Wow, it has been a year since the chassis arrived and I have only really managed to do research!

I like the idea of restoring this one as a commandeered lorry made into a mobile workshop. So when I saw this Austin lighting set I had to add it to the collection (I do like T head engines with separate cylinders).

IMG_5092s.thumb.jpg.6383d83c3b7150289f58818039a60e5f.jpg

It needs quite a lot of work as the water jackets are split, it has the wrong carb and has been converted to coil ignition. The dynamo is just as bad; seized, missing the rotor windings, commutator and brushes. Quite a lot of research to be done on this one too.

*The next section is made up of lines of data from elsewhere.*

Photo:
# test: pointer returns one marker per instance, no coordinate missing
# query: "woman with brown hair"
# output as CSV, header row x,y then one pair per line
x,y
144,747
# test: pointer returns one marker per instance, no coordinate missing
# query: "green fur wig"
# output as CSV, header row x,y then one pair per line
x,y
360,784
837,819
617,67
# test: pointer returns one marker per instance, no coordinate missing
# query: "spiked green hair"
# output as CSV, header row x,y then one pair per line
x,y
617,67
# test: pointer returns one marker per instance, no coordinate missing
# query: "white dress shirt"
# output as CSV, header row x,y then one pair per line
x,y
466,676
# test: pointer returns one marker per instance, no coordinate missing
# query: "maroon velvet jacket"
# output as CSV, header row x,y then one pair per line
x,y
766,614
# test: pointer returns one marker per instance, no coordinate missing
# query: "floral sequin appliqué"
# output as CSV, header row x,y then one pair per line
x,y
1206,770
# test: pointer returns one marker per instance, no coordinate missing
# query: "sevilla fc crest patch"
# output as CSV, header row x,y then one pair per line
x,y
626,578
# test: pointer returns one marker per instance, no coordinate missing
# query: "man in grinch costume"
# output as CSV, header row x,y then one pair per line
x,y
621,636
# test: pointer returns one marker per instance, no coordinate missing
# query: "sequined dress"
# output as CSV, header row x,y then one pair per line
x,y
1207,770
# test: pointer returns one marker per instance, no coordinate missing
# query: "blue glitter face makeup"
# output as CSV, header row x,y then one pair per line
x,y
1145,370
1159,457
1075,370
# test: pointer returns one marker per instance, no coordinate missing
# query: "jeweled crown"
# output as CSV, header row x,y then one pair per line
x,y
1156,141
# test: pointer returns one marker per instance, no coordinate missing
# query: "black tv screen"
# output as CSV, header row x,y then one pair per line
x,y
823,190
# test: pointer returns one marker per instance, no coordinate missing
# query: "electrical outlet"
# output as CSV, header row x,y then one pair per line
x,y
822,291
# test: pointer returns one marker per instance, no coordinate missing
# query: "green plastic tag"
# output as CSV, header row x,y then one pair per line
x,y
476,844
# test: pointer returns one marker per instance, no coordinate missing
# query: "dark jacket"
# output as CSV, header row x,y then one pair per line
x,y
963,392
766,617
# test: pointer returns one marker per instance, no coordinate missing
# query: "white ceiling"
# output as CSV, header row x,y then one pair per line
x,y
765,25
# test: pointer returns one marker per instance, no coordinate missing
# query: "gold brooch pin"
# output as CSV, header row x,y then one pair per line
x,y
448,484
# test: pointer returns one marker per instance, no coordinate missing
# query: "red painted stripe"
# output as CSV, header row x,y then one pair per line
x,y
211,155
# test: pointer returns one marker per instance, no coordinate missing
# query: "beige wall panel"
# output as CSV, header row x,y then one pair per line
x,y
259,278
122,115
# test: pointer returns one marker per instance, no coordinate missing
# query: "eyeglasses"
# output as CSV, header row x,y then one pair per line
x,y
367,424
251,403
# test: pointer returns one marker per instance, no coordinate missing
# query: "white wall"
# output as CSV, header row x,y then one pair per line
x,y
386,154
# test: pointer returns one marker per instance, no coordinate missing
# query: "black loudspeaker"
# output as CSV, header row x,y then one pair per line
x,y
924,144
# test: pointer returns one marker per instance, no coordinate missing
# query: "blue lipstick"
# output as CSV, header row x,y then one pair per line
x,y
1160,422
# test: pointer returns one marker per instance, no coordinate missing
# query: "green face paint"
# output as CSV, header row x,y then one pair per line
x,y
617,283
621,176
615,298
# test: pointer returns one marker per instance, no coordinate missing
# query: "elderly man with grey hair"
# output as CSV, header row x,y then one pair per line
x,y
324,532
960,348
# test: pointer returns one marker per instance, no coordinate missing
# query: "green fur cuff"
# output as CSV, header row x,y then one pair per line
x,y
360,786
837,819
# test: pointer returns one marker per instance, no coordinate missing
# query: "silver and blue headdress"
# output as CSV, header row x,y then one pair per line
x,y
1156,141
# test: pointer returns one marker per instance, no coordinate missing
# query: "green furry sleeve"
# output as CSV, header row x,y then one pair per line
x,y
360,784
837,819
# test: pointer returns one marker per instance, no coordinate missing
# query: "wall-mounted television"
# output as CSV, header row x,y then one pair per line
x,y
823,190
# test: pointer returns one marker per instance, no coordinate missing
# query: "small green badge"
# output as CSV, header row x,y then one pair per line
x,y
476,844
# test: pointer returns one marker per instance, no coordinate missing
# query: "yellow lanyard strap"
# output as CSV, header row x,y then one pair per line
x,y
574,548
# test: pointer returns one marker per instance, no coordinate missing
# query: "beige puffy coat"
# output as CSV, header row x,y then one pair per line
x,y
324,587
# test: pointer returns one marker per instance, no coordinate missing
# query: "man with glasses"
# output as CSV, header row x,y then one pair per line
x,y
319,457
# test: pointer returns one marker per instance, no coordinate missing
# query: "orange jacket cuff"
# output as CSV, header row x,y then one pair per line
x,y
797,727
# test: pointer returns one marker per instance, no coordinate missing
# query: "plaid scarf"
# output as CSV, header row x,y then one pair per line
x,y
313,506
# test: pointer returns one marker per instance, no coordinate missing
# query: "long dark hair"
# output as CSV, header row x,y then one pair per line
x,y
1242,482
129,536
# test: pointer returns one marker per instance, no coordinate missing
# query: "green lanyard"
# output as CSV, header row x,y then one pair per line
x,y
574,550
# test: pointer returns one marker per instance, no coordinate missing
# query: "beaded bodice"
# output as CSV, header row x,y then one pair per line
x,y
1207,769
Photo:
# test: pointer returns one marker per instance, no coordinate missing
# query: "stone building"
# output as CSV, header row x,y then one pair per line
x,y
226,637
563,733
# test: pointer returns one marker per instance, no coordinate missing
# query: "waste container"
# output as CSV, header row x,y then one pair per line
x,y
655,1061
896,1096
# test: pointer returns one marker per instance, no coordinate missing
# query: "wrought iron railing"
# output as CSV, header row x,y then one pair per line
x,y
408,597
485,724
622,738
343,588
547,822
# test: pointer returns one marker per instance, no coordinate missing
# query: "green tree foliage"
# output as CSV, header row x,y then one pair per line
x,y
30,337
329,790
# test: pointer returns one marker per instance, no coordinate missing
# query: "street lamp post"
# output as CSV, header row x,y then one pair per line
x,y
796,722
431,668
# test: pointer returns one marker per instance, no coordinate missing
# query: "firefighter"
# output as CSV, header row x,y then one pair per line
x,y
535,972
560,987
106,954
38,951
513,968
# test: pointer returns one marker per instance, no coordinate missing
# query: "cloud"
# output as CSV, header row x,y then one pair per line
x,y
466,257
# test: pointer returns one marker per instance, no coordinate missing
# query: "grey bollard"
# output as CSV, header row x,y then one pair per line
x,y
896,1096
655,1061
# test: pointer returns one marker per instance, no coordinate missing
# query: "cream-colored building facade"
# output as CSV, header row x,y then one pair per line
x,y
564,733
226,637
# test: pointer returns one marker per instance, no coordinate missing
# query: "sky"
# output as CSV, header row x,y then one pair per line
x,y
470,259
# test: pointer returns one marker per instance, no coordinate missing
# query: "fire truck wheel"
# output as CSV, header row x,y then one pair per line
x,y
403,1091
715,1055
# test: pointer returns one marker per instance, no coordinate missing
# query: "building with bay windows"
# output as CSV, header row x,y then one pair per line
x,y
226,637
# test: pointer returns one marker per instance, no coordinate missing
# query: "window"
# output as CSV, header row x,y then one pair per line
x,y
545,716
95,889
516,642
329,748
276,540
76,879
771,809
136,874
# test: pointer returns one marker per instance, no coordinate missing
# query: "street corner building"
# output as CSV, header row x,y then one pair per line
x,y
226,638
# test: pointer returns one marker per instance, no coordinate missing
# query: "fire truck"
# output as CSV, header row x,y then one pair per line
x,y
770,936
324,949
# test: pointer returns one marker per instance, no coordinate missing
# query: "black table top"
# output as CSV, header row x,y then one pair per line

IMG_5095s.thumb.jpg.367d57e693a90392ca71339a100803b8.jpg

So it is a compound wound, 1200RPM 110Vdc 27A 3kW generator connected to what appears to be two cylinders from a 10HP 4 cylinder Austin built in 1914. Now I need to try to work out how the armature should be wound, I guess I should start by looking at the one in Duxford. Does anyone have any photos or information?

 

I have one of the Austin engines.  It is No. 136 with a hand etched ID plate.  It has a cast steel engine base so probably was not a generating set.  I found it in Mallacoota Victoria in 1976 and only managed to acquire it last year.  It is complete but I haven't got it rinning as yet.  Not sure what the radiator should be like either..  The generator is just sitting there to fill up space.